Limiting the Range of Motion
There is a temptation to limit the range of motion of the seated chest flye to the point when your arms are in a perfect 180-degree alignment with your torso. This tendency negates one of the clear advantages of the exercise, which is the ability of the shoulders to extend backwards, open the chest even further, and obligate the entire chest to contribute to the movement. If your shoulders can access the range of motion safely, allow your arms to draw behind your torso.
Not Squeezing at the Peak
Another advantage of the seated chest flye with pads is the opportunity to squeeze the resistance past your body’s midline. This is to say that if your arms were fully extended, they would be able to intersect and cross one another in front of your body while carrying resistance past the point where your arms would have forced them to stop. This places a level of intensity on the inner chest muscles that is very difficult to replicate with other exercises.
Setting the Seat Too High
An improperly adjusted seat will compromise your leverage and make the seated chest flye feel awkward. At the beginning of each repetition, your arms should be flared out wide and basically parallel to the floor.
If the seat is too low, you may struggle to connect with your pecs. Too high and the movement will feel like a shoulder exercise.
Pump Those Pecs
If you are in search of a well developed set of pecs, the seated chest flye can transform your chest into the artistic equivalent of a lush, detailed canvas as opposed to it simply being a low-resolution sketch.
And even if your pursuits are more geared to strength and less toward aesthetics, the seated chest flye will ensure that your pecs are capable of doing precisely what they are intended to do, and that’s to help you put the squeeze on whatever challenges confront you in life.
FAQs
Even an exercise as unambiguous as the seated chest flye is bound to raise some questions, and we’ve got answers for you.
What is the difference between the seated chest flye and the dumbbell chest flye?
Aside from one exercise being a free weight exercise and the other involving a fixed pattern set by a machine, the biggest difference between the two involves the consistent application of resistance. With the dumbbell chest flye, the force of gravity varies with the height and angle of the weight, but the resistance of the seated chest flye remains consistent throughout the movement.
If I do the seated chest flye, do I need to do the bench press or the push-up?
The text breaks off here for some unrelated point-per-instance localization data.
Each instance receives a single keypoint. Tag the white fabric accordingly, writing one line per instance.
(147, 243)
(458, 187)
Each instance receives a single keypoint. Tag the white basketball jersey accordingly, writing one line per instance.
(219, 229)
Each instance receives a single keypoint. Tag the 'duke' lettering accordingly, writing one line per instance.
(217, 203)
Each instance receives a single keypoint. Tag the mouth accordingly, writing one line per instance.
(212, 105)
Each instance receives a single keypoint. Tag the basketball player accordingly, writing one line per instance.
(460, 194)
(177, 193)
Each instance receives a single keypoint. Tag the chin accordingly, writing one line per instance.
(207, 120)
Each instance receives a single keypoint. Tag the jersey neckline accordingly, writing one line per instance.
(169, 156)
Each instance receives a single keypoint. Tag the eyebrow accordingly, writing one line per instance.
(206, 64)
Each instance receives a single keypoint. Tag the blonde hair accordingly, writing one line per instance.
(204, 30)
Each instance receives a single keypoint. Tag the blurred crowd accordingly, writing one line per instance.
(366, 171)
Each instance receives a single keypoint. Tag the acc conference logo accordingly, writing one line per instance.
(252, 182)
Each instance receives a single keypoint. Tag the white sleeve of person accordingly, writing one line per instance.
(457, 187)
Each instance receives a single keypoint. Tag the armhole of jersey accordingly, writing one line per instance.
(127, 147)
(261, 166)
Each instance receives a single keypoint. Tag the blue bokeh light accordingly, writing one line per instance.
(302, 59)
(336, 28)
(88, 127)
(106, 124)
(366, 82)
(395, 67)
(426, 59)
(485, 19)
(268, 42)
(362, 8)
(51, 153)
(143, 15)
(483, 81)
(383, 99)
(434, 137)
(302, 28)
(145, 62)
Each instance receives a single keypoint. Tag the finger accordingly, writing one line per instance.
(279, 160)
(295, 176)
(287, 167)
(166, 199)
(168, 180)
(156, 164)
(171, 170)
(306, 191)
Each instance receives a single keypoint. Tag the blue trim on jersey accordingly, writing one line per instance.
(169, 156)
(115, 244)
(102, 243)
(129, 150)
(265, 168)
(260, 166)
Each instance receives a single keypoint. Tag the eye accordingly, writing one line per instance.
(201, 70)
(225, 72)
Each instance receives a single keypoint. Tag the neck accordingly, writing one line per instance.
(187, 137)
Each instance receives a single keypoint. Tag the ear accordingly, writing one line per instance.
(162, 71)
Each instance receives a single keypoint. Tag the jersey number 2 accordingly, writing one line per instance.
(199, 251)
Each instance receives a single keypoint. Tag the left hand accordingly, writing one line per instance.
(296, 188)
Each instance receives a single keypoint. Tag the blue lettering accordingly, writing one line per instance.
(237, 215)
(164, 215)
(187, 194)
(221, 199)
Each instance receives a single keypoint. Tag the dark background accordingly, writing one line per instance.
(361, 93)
It depends on your individual goals. On their own, each exercise will significantly develop the chest. However, the bench press will allow you to move significantly more weight, and consequently achieve greater overall muscle hypertrophy than the other two exercises. (1) The seated chest flye excels empowering you to train your pecs without the limitations imposed by the muscles in your arms.
Can I use the seated chest flye to train my chest while I recover from an arm injury?
Possibly. You should always contact a physician before you begin any workout program, and especially if you have an injury in need of rehabilitation. Although your arms are not major contributors during the seated chest flye, they do play a stabilizing role in the movement, and might find themselves pressed directly into a forearm pad to initiate the lift. This secondary function can contribute to aggravating an injury to the arms even if the chest is doing the overwhelming portion of the work.
References
- Solstad TE, Andersen V, Shaw M, Hoel EM, Vonheim A, Saeterbakken AH. A Comparison of Muscle Activation between Barbell Bench Press and Dumbbell Flyes in Resistance-Trained Males. J Sports Sci Med. 2020 Nov 19;19(4):645-651. PMID: 33239937; PMCID: PMC7675616.